Time series classification model training was done on fast.ai transfer learning method. This model is described in detail in "Unsupervised Deep Learning for Climate Data Analysis" post. Model was trained on data about daily temperature for 1980 to 2020 years from 1000 most populous cities in the world. The training model accuracy metric was about 96.5 percent.

Post Sample Image

Symmetry Metrics based on Results of Trained Models

To calculate symmetry metrics we will create pairwise vectors by concatenating word vector pairs. Then we ran GAF images through the trained image classification model and used probabilities of getting to the ’same’ class as symmetry metrics. To predict vector similarities based on the trained model, we used fast.ai function 'learn.predict':

PATH_IMG='/content/drive/My Drive/city2/img4'
data = ImageDataBunch.from_folder(PATH_IMG,  train=".", valid_pct=0.23,size=200)
learn = learner.cnn_learner(data2, models.resnet34, metrics=error_rate)
learn.load('stage-1a')

Symmetry Metrics on Pairs of Words

We calculated symmetry metrics on pairs of co-located words or 2-grams from Psychoanalysis Wikipedia data. The distribution of statistics on word pair similarities shows that there are much less dissimilar word pairs that similar word pairs:

Post Sample Image

Here are some word pair examples of dissimilar and similar neighbors for the word 'infant' - {infant - word} pairs

Post Sample Image

Here are word pairs taken in opposite direction: {word - infant} pairs:

Post Sample Image

Conclusion

In this post we demonstrated how to use symmetry metrics for predictions of pairwise word semantic similarities.
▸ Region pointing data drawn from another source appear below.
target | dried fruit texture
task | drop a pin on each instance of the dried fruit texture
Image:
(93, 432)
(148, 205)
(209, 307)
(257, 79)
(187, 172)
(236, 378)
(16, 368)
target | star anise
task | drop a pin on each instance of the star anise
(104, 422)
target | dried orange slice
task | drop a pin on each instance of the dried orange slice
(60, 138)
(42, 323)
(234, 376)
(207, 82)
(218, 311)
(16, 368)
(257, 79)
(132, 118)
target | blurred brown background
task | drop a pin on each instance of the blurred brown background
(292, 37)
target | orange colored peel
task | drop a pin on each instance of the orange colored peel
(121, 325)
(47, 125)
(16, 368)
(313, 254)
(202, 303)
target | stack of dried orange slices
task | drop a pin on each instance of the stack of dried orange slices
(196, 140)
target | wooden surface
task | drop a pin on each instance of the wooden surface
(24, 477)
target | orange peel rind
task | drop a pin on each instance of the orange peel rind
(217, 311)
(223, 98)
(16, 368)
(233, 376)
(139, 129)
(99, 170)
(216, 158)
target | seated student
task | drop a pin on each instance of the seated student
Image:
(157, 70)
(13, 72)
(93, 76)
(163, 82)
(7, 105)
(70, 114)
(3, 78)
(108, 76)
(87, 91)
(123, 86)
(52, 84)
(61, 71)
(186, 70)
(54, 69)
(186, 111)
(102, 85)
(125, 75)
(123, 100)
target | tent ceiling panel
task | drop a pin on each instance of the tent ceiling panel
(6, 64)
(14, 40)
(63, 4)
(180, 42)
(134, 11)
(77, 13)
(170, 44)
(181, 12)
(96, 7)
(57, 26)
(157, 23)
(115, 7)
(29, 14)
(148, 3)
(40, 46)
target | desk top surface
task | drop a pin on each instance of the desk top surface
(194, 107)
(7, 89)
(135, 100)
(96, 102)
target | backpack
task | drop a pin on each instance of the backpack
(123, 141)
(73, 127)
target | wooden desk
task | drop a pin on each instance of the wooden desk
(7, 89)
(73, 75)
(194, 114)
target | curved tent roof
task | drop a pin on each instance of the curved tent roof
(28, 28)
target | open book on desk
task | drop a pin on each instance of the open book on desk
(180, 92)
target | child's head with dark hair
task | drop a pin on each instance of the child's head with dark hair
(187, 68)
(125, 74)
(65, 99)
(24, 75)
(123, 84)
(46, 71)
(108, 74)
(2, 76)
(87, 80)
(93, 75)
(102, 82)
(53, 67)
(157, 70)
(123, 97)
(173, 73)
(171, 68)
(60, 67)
We mapped word to vectors through Glove model, transformed joint word vectors to GAF images and classifyed images as symmetric or asymmetric.

Model that we used for symmetry metrics was trained on different data domain - daily temperature time series data. We demonstrated that pairwise vectors model trained on symmetric and asymmetric GAF images trained on some data domain can be used for other data domains.

In the future we are planning to experiment with building direct graphs through symmetry metrics for graph mining and Graph Neural Network research.